Lebih Dari Sekadar Kata
Aktivis HAM, Munir Said Talib (foto: istimewa)

Tepat 17 tahun kasus Munir, Komnas HAM bentuk tim pemantauan

KataKata.id – Selasa, 7 September 2021, tepat 17 tahun Munir Said Thalib, seorang Pembela Hak Asasi Manusia, dibunuh. terbunuhnya Munir dalam perjalanan menuju Belanda untuk melanjutkan studinya.  pada 2004 silam masih menyisakan misteri dan luka mendalam bagi kita semua. Terlebih, hingga saat ini negara belum juga mengungkap siapa aktor intelektual di balik pembunuhannya, serta mengungkap motif atas tindakan pembunuhan bermotif politik tersebut.

Tahun ini, tepat jelang satu tahun sebelum kadaluwarsanya kasus pembunuhan Munir, oleh karenanya dibutuhkan komitmen dan upaya serius dari negara untuk segera menuntaskan kasus ini. Sebelum pada akhirnya menjadi impunitas baru, sebagaimana yang terus terjadi pada mandeknya penyelesaian kasus-kasus dugaan pelanggaran HAM yang berat di Indonesia, yang secara konsisten telah diperjuangkan Munir semasa hidupnya.

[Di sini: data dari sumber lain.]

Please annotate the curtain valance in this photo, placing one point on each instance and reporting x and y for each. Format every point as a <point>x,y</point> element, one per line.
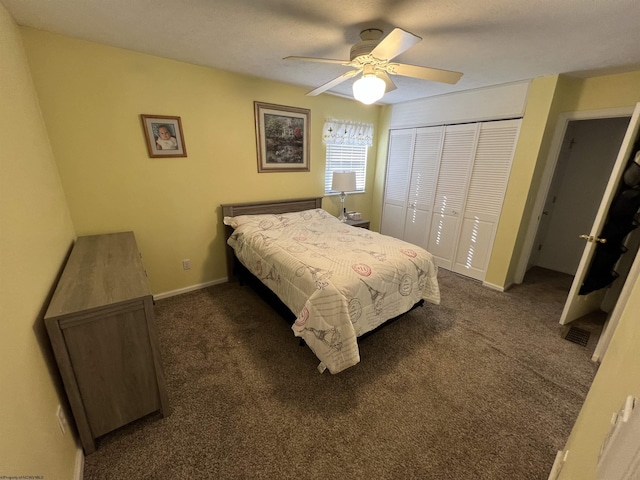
<point>346,132</point>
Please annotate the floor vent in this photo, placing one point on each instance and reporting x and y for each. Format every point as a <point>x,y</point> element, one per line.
<point>578,335</point>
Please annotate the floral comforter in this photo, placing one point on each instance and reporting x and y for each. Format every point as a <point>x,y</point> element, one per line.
<point>342,281</point>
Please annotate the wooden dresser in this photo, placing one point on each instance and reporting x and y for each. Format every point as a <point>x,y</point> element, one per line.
<point>102,329</point>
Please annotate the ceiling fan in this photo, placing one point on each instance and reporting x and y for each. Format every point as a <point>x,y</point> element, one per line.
<point>372,57</point>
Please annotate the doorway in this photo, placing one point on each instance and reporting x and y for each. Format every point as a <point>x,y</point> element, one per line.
<point>584,164</point>
<point>615,297</point>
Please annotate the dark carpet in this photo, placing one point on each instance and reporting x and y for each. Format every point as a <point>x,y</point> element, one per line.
<point>483,386</point>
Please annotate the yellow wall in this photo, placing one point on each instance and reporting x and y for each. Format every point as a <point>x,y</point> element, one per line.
<point>548,98</point>
<point>518,197</point>
<point>91,97</point>
<point>35,236</point>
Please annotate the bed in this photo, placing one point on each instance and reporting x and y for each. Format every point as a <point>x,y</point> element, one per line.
<point>339,281</point>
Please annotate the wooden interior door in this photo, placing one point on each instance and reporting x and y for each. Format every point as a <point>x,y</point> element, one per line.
<point>576,305</point>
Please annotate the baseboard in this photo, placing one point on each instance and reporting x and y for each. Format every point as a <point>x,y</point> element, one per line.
<point>191,288</point>
<point>78,473</point>
<point>496,287</point>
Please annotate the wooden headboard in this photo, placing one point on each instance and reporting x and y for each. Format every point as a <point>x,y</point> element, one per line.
<point>261,208</point>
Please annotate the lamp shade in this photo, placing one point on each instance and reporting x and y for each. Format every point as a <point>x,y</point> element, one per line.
<point>343,182</point>
<point>368,89</point>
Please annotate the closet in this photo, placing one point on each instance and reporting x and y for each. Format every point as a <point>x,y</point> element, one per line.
<point>444,190</point>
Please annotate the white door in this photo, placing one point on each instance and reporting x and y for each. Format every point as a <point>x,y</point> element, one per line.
<point>595,144</point>
<point>487,185</point>
<point>394,207</point>
<point>580,305</point>
<point>458,150</point>
<point>424,171</point>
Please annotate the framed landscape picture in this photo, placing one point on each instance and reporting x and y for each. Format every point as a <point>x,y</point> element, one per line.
<point>282,137</point>
<point>164,136</point>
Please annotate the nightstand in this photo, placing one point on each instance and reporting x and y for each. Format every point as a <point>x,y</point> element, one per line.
<point>362,223</point>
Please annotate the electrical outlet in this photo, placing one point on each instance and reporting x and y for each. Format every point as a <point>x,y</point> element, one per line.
<point>62,420</point>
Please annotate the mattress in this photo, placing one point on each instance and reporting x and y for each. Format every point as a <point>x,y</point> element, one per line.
<point>340,281</point>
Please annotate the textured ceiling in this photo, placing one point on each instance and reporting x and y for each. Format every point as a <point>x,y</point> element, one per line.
<point>490,41</point>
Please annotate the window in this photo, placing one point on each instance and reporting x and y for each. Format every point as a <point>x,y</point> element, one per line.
<point>346,158</point>
<point>347,143</point>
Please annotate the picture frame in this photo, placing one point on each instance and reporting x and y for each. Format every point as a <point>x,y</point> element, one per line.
<point>282,138</point>
<point>164,137</point>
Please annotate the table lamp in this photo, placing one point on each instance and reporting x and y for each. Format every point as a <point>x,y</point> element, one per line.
<point>343,182</point>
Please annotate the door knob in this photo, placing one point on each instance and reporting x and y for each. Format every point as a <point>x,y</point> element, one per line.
<point>589,238</point>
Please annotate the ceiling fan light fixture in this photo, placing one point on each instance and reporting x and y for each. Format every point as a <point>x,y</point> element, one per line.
<point>368,89</point>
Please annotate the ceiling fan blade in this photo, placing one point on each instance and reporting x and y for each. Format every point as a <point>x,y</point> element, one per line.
<point>425,73</point>
<point>313,59</point>
<point>387,80</point>
<point>334,82</point>
<point>394,44</point>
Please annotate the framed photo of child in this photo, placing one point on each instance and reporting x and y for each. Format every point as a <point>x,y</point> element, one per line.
<point>164,136</point>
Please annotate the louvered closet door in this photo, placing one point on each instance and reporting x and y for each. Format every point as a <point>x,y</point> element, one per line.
<point>458,150</point>
<point>397,182</point>
<point>424,170</point>
<point>487,186</point>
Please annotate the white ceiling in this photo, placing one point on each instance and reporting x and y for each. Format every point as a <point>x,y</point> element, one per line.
<point>490,41</point>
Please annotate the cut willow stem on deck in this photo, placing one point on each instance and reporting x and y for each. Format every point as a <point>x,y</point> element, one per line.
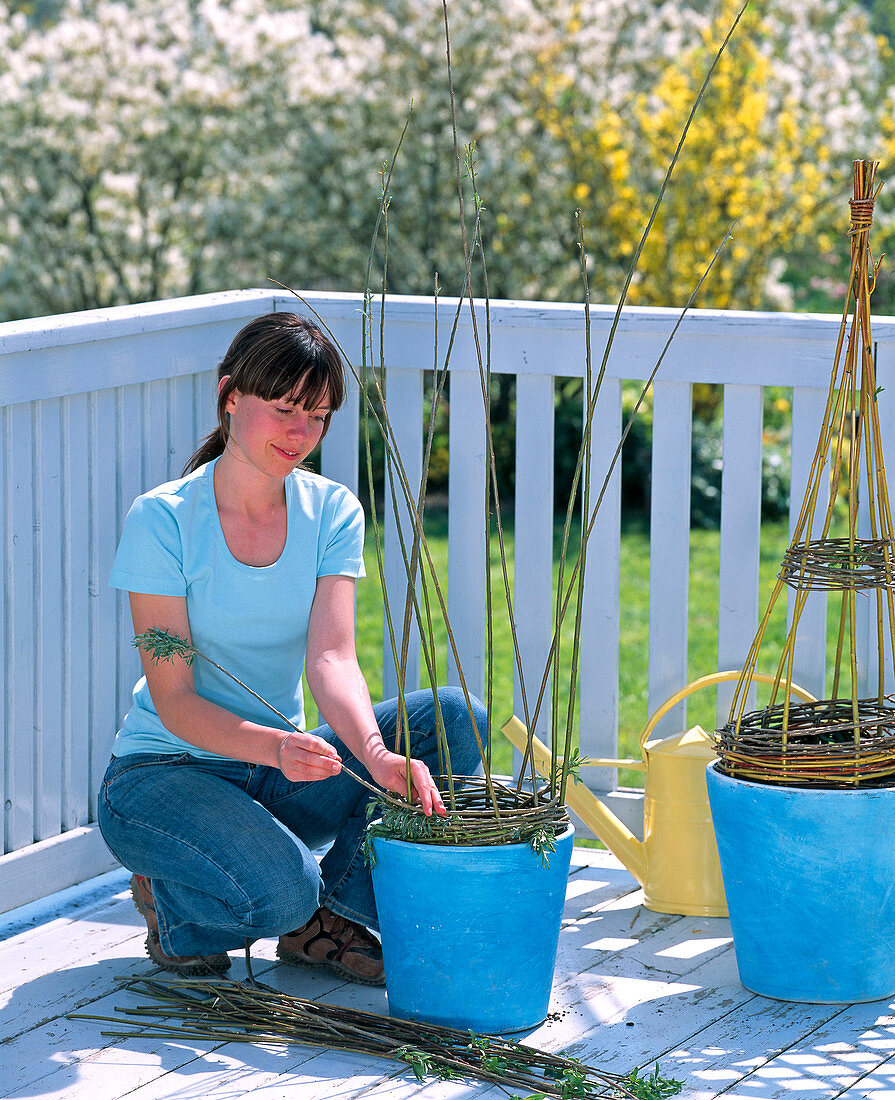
<point>847,740</point>
<point>223,1011</point>
<point>163,646</point>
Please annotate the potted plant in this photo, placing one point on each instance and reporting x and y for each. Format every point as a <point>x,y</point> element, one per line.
<point>470,905</point>
<point>803,794</point>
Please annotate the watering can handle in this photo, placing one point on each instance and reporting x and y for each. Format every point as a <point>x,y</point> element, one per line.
<point>715,678</point>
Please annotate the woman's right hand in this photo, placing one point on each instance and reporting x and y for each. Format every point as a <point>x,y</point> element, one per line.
<point>305,758</point>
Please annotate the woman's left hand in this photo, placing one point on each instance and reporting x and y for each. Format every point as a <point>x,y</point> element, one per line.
<point>389,771</point>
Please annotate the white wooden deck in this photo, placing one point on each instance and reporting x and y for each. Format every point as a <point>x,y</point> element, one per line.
<point>631,987</point>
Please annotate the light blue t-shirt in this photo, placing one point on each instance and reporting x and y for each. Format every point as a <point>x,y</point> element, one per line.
<point>252,620</point>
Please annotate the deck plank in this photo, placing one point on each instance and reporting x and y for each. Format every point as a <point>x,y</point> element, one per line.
<point>632,987</point>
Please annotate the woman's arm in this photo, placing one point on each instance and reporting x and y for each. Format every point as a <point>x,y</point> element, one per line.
<point>211,727</point>
<point>342,697</point>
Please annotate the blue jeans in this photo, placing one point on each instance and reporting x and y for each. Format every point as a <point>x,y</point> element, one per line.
<point>229,845</point>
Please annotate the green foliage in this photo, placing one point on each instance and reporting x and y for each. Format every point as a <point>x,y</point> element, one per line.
<point>163,646</point>
<point>652,1086</point>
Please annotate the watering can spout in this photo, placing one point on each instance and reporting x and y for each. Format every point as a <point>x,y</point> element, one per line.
<point>614,833</point>
<point>677,860</point>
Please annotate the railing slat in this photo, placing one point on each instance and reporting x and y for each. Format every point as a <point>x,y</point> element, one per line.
<point>670,548</point>
<point>533,542</point>
<point>404,400</point>
<point>183,437</point>
<point>108,675</point>
<point>340,457</point>
<point>50,604</point>
<point>738,572</point>
<point>599,656</point>
<point>466,530</point>
<point>76,475</point>
<point>7,626</point>
<point>22,653</point>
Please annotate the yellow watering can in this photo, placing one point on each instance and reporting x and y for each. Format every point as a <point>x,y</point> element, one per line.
<point>677,860</point>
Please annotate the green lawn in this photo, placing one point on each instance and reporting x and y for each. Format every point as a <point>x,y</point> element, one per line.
<point>634,625</point>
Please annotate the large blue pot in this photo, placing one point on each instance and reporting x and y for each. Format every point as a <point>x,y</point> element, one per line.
<point>809,877</point>
<point>470,934</point>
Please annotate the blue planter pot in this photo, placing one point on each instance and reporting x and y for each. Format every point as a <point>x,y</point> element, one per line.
<point>470,933</point>
<point>808,876</point>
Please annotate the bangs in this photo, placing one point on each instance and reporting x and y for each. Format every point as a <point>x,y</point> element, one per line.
<point>296,380</point>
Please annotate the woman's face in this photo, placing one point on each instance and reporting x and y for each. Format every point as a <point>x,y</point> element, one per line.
<point>274,437</point>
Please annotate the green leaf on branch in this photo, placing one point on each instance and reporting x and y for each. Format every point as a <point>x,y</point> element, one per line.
<point>163,646</point>
<point>652,1086</point>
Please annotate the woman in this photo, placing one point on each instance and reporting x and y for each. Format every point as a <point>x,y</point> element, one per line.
<point>213,807</point>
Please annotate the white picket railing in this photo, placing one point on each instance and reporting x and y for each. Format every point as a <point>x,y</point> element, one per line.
<point>97,407</point>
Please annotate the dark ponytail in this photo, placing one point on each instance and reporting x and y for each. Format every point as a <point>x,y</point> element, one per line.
<point>274,356</point>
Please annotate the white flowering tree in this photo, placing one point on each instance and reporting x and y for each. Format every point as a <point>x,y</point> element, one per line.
<point>154,147</point>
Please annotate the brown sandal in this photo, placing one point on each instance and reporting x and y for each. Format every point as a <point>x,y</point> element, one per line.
<point>336,944</point>
<point>141,891</point>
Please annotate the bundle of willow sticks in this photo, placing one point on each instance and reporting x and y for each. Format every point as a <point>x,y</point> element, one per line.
<point>225,1011</point>
<point>481,813</point>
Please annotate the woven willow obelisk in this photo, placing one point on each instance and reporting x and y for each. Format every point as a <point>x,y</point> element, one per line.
<point>844,740</point>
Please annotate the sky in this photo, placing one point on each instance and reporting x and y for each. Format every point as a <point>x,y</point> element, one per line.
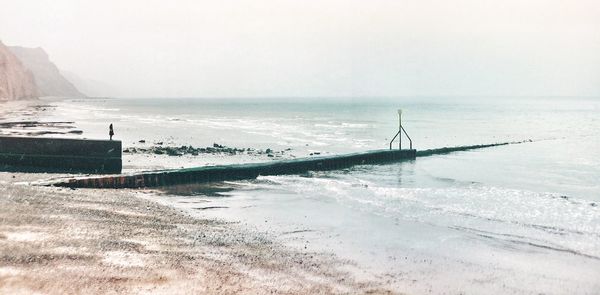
<point>324,48</point>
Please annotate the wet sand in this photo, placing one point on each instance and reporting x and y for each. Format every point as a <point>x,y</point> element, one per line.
<point>63,241</point>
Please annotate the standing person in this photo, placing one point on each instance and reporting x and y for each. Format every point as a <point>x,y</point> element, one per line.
<point>111,132</point>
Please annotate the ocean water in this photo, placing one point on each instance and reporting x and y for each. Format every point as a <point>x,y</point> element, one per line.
<point>521,218</point>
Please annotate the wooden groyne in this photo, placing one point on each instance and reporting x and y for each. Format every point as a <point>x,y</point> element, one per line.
<point>252,170</point>
<point>35,154</point>
<point>238,171</point>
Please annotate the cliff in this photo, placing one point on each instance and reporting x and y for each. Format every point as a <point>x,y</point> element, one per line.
<point>16,81</point>
<point>49,80</point>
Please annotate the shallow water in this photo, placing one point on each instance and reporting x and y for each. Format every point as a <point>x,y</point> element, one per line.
<point>522,218</point>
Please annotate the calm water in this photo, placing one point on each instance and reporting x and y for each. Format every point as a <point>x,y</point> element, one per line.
<point>520,218</point>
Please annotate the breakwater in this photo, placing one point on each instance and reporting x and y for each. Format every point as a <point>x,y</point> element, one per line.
<point>238,171</point>
<point>250,171</point>
<point>31,154</point>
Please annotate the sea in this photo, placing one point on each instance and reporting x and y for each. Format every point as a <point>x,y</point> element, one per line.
<point>521,218</point>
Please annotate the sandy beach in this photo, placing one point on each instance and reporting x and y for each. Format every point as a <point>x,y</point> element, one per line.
<point>63,241</point>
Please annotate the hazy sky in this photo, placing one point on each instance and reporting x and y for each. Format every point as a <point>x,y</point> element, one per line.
<point>318,48</point>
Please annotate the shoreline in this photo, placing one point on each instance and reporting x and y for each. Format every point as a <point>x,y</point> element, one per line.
<point>79,241</point>
<point>57,240</point>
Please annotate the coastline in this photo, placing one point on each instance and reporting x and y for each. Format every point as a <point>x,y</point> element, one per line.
<point>57,240</point>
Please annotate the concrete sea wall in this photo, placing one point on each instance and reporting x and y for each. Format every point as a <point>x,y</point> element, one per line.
<point>31,154</point>
<point>239,172</point>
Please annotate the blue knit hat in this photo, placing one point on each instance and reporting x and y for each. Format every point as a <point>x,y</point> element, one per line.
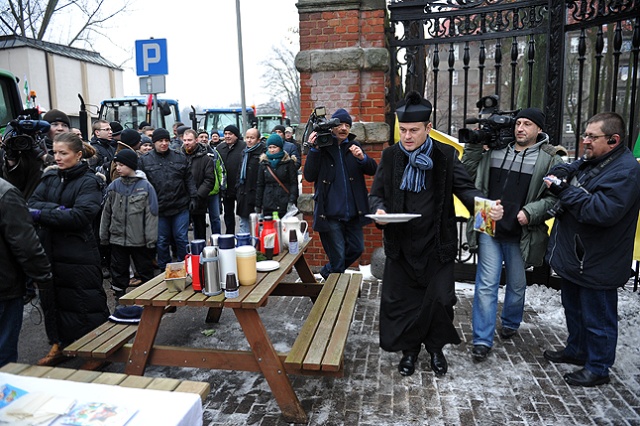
<point>343,116</point>
<point>275,139</point>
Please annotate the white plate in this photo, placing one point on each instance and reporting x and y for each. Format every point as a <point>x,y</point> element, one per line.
<point>267,265</point>
<point>393,217</point>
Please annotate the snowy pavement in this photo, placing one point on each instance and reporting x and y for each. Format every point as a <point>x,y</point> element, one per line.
<point>514,386</point>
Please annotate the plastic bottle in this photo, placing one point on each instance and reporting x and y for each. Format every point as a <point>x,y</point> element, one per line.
<point>227,257</point>
<point>293,242</point>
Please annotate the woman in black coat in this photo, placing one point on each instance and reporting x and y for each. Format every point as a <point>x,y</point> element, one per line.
<point>276,194</point>
<point>64,205</point>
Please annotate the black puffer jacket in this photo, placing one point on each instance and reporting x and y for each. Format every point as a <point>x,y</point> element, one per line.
<point>270,195</point>
<point>67,237</point>
<point>20,250</point>
<point>203,172</point>
<point>246,192</point>
<point>171,178</point>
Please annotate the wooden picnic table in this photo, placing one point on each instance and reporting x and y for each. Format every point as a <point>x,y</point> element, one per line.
<point>318,350</point>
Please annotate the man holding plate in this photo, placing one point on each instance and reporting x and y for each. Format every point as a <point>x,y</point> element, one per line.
<point>419,175</point>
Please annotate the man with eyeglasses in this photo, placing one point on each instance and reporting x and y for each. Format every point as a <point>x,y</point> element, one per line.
<point>513,175</point>
<point>591,245</point>
<point>341,198</point>
<point>101,141</point>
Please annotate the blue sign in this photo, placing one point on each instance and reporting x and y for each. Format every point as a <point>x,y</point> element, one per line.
<point>151,57</point>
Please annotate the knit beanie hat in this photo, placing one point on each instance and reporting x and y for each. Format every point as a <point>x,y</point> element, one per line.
<point>534,114</point>
<point>54,115</point>
<point>128,157</point>
<point>275,139</point>
<point>343,116</point>
<point>233,129</point>
<point>160,134</point>
<point>116,128</point>
<point>130,137</point>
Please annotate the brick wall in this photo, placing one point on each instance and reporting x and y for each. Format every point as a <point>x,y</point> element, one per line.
<point>342,41</point>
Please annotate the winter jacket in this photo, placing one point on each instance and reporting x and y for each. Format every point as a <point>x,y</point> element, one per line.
<point>130,214</point>
<point>70,200</point>
<point>246,192</point>
<point>21,253</point>
<point>232,158</point>
<point>334,170</point>
<point>203,172</point>
<point>171,178</point>
<point>270,196</point>
<point>592,238</point>
<point>449,178</point>
<point>534,236</point>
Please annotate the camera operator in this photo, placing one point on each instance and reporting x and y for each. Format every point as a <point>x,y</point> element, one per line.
<point>337,170</point>
<point>514,175</point>
<point>591,245</point>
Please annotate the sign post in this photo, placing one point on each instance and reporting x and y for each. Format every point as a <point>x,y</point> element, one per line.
<point>152,65</point>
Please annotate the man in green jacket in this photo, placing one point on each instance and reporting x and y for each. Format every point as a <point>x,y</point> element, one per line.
<point>514,175</point>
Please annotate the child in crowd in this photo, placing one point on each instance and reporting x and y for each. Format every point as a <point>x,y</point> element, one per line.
<point>129,222</point>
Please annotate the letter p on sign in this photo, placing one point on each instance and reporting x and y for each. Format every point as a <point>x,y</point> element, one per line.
<point>151,57</point>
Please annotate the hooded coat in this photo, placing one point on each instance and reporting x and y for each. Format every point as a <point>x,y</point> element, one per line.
<point>70,201</point>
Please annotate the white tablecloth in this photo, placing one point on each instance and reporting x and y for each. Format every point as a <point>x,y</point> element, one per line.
<point>154,407</point>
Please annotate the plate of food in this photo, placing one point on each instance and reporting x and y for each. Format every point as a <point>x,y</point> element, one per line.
<point>267,265</point>
<point>393,217</point>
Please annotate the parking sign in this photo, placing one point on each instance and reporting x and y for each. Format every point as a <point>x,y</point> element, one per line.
<point>151,57</point>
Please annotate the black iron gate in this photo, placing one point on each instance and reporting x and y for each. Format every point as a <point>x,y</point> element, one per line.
<point>570,58</point>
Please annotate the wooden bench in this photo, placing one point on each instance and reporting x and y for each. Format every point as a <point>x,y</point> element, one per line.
<point>102,342</point>
<point>322,339</point>
<point>115,379</point>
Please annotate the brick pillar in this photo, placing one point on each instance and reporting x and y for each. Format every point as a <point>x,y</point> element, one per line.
<point>343,63</point>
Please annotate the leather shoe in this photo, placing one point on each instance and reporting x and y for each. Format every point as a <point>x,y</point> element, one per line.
<point>438,363</point>
<point>584,377</point>
<point>407,365</point>
<point>507,332</point>
<point>480,352</point>
<point>560,358</point>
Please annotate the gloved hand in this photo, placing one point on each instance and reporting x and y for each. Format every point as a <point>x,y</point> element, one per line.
<point>35,214</point>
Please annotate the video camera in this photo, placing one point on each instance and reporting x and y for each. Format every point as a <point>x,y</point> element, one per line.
<point>23,134</point>
<point>320,124</point>
<point>496,131</point>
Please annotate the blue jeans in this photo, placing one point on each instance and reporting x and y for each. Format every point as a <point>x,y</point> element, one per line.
<point>11,320</point>
<point>343,244</point>
<point>178,227</point>
<point>491,255</point>
<point>213,205</point>
<point>592,322</point>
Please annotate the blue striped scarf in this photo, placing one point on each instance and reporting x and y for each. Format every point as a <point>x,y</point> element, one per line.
<point>413,178</point>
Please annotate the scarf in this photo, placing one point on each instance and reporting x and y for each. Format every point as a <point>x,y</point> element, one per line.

Baru-baru ini dalam laporan yang berjudul “Final warning: death threats and killings of human rights defenders”, Pelapor Khusus PBB untuk Pembela HAM, Mary Lawlor (2021), mengkritik kurangnya kemauan politik untuk mencegah pembunuhan terhadap pembela HAM.

Menurutnya, jika negara tidak memiliki kemauan politik untuk menyelidiki pembunuhan (pembela HAM) dengan benar, melakukan penuntutan kejahatan, dan meminta pertanggungjawaban kepada pelakunya, maka negara tidak dapat untuk mencegah pembunuhan (serupa) di masa depan. Sayangnya, sangat sedikit dari mereka—pelaku yang bertanggung jawab terhadap pembunuhan terhadap pembela HAM, yang pernah dimintai pertanggungjawaban.

Lebih jauh, laporan ini juga mengidentifikasi bahwa impunitas telah menjadi pendorong utama semakin banyaknya jumlah pembunuhan politik terhadap pembela HAM, karena pihak berwenang gagal dalam kewajiban mereka untuk mencegah pembunuhan ini, akibat kegagalan mereka mengadili para pelaku dengan benar.

Mengutip Elsam, bersamaan dengan 17 tahun pembunuhan Munir, sebagai langkah untuk mengakhiri impunitas atas kekerasan terhadap pembela HAM, penting bagi Presiden Joko Widodo, untuk segera mengambil langkah, memastikan aparat penegak hukum di bawahnya, melakukan pengungkapan dan proses penegakan hukum secara adil, dalam kasus pembunuhan terhadap Munir. Langkah ini penting untuk menjamin ketidak-berulangan kejahatan serupa di masa mendatang.

Selain itu, pemerintah juga semestinya mengakui peran dan kontribusi para pembela HAM dalam membangun masyarakat yang adil, termasuk dengan menyediakan mekanisme perlindungan untuk mencegah, menghadapi risiko dan serangan terhadap pembela HAM.

Sementara bagi Komnas HAM, penting segera melakukan proses penyelidikan pemeriksaan berdasarkan UU No. 39/1999 tentang HAM, terhadap tindak kekerasan dan serangan dalam berbagai bentuk, yang dialami oleh para pembela HAM pasca-Orde Baru, termasuk peluang untuk menindaklanjutinya dengan proses penyelidikan pro justisia, berdasarkan UU No. 26/2000 tentang Pengadilan HAM.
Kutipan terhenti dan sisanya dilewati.